Was wären diesbezüglich Ihre Wünsche?
Michael Berner: Natürlich wäre unser Wunsch, dass wir uns bald alle wieder bedenkenlos im echten Leben begegnen können. Bis dahin möchten wir aber alle herzlich ermutigen, sich auf die Online-Alternativen einzulassen. Denn wie meine Kollegin bereits sagte: Es gibt auch positive Aspekte der Online-Treffen!
Vielen Dank für das Gespräch, liebe Frau Kolbeck und lieber Herr Berner!

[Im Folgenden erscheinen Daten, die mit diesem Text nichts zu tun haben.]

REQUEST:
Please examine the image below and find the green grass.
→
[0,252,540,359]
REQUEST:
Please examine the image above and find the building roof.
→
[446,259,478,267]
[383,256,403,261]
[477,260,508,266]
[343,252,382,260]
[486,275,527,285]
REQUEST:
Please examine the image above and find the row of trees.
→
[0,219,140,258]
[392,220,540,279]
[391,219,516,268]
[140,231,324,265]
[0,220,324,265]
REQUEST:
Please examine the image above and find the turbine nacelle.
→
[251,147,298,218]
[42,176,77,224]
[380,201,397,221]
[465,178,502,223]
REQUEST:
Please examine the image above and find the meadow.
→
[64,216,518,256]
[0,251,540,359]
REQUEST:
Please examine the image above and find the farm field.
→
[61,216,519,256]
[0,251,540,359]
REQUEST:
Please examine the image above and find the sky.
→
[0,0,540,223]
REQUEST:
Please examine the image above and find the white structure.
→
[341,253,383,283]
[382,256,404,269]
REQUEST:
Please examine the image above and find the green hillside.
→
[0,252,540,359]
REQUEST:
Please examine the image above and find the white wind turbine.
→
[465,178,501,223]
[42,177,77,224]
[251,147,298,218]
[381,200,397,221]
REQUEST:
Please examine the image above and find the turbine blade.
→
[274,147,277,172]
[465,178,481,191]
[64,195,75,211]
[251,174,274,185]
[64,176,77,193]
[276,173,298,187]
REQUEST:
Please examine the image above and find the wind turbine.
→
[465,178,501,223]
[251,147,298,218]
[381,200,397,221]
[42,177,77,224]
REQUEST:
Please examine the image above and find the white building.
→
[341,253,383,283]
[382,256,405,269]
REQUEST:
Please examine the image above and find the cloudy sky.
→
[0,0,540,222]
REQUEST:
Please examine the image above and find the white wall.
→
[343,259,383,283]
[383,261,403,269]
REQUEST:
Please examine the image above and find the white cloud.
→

Gut zu wissen: FAST gegen den Schlaganfall
- Face – Bitten Sie die Person zu lächeln. Häufig ist eine Gesichtshälfte gelähmt.
- Arms – Bitten Sie die Person, die Arme nach vorne zu strecken und die Handflächen nach oben zu drehen. Bei einem Schlaganfall, funktioniert dies meist nur auf einer Körperseite.
- Speech – Bitten Sie die Person, einen einfachen Satz nachzusprechen. Ist sie dazu nicht in der Lage oder klingt die Stimme verwaschen, könnte eine Sprachstörung vorliegen.
- Time – Treffen die obenstehenden Punkte zu? Zögern Sie nicht länger und rufen Sie den Rettungsdienst.